Arequipa, la Ciudad Blanca que se recorre entre volcanes y piedra volcánica
Cómo organizar una visita a la capital del sur peruano: qué ver en el centro histórico, dónde observar los volcanes y cuánto cuesta entrar a una de sus iglesias emblemáticas.
Te imaginas llegar a una ciudad donde las construcciones son de piedra blanca, los volcanes te vigilan desde todos los puntos cardinales y la noche refresca tanto como para pedir un abrigo en pleno viaje. Eso es Arequipa, en el suroeste de Perú, un destino que combina patrimonio colonial, miradores y una gastronomía con identidad propia. Desde Buenos Aires o desde cualquier punto de Argentina, la conexión más directa es vía Lima: el vuelo a la Ciudad Blanca demanda apenas una hora y veinticinco minutos desde la capital peruana, así que conviene armar una escala corta y aprovechar al máximo los días en destino.
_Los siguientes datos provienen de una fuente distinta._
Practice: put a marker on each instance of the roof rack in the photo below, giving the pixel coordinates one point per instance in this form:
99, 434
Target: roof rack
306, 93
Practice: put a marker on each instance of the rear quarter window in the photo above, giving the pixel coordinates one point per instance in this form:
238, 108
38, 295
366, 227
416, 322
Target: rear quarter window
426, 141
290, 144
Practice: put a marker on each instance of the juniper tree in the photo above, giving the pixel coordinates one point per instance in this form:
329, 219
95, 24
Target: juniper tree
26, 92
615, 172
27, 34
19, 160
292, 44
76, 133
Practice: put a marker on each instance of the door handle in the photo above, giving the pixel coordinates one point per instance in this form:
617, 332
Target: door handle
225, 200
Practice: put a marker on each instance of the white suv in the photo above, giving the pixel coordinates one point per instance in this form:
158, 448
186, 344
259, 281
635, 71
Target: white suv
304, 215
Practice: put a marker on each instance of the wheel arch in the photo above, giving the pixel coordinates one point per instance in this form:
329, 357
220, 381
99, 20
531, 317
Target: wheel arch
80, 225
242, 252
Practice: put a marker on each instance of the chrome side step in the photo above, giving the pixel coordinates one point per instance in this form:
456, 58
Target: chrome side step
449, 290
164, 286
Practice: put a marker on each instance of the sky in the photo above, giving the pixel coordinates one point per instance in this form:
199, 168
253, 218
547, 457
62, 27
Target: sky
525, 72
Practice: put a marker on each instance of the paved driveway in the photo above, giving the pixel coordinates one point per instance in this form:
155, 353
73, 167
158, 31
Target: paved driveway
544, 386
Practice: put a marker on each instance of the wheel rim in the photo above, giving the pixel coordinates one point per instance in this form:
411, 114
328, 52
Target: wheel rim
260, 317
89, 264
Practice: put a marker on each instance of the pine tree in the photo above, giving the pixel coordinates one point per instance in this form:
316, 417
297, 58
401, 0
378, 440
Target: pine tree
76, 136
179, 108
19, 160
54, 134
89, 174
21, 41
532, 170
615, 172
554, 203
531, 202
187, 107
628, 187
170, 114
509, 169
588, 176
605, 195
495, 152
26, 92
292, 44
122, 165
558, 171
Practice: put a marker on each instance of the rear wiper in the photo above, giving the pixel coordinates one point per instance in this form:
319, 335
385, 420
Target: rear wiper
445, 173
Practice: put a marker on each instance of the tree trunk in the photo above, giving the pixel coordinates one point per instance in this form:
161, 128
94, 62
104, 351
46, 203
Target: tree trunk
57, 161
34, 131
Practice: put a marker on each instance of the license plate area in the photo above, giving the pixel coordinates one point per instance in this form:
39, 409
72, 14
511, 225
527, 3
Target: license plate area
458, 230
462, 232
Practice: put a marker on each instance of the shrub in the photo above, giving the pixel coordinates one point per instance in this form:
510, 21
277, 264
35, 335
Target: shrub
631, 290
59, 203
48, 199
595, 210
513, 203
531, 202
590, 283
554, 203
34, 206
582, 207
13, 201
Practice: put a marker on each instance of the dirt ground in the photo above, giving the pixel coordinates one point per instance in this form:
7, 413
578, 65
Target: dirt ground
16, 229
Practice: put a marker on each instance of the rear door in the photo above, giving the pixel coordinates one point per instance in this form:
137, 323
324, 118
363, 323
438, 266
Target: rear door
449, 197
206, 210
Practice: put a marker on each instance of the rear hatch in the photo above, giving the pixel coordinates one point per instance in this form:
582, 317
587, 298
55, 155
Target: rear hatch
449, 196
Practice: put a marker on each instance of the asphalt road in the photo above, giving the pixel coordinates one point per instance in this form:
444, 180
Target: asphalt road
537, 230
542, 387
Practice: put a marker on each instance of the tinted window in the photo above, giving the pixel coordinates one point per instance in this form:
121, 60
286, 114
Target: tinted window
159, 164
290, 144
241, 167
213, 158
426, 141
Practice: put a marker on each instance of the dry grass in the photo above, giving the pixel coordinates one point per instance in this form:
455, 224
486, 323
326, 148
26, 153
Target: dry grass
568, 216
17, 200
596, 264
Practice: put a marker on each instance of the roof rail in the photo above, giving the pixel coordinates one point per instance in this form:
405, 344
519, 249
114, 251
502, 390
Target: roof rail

La ciudad se asienta en el valle del río Chili y queda abrazada por tres volcanes que se vuelven parte del paisaje cotidiano: el Misti, el Chachani y el Pichu Pichu. Ese marco montañoso no es un detalle decorativo, sino que organiza los paseos y suma miradores a cualquier itinerario. Antes de armar la valija, hay que tener en cuenta un dato clave: las temperaturas diurnas rondan los 24 grados, pero por la noche el termómetro puede bajar a entre 8 y 10 grados. El clima es seco y los cielos suelen estar despejados, una combinación que invita a caminar mucho y a llevar capas de ropa liviana para sumar al sweater cuando cae el sol.
Plaza de Armas: el corazón del recorrido
El punto de partida obligado es la Plaza de Armas, donde se concentran varios de los edificios más representativos. A su alrededor se levantan la catedral y los portales de la Municipalidad, de Flores y de San Agustín, que arman un recorrido a pie sin necesidad de transporte. El casco histórico fue declarado Patrimonio Cultural de la Humanidad por la Unesco en 2000, un reconocimiento que resalta la mezcla de técnicas constructivas nativas y europeas en la arquitectura local.
El material que distingue a esas construcciones es el sillar, una piedra de origen volcánico que le valió a Arequipa el apodo de Ciudad Blanca. La catedral fue reconstruida después del terremoto de 2001 y, en su interior, conserva un órgano fabricado en Bélgica de 12 metros de altura y 1.218 tubos, que todavía suena durante las misas dominicales. Si te animás a subir al campanario, la vista de la ciudad desde ahí arriba bien vale el esfuerzo extra.
Una iglesia con capilla de pago y un mirador con vista al Misti
- Iglesia de San Agustín: a pocos pasos de la plaza. La entrada a la capilla cuesta 10 soles y en ese sector no se permiten fotos ni registros con celular. Los frescos incluyen vegetación y aves de la selva peruana, un detalle que sorprende por estar tan lejos de la costa.
- Mirador de Yanahuara: alternativa menos conocida para observar el entorno montañoso. Desde allí se aprecia el Misti, de 5.822 metros sobre el nivel del mar, junto con el resto del cordón de volcanes que rodea la ciudad.
- Picanterías y cocina local: el cierre gastronómico perfecto después de las caminatas. La tradición arequipeña tiene platos propios que vale la pena probar como parte del viaje.
Después de probar la plaza y la iglesia, mi recomendación personal es que te reserves una tarde entera para Yanahuara, que queda un poco apartado del circuito más transitado y permite mirar a los volcanes con más tranquilidad. Es el tipo de plan que suma al viaje sin exigir demasiado esfuerzo y que deja una postal distinta a la del centro.
La mejor época para ir es entre abril y noviembre, cuando los días son más estables, las lluvias escasean y los volcanes se ven con mayor nitidez desde los miradores. Si podés, evitá los meses de verano austral en Perú, porque las precipitaciones pueden arruinar varias jornadas de paseo.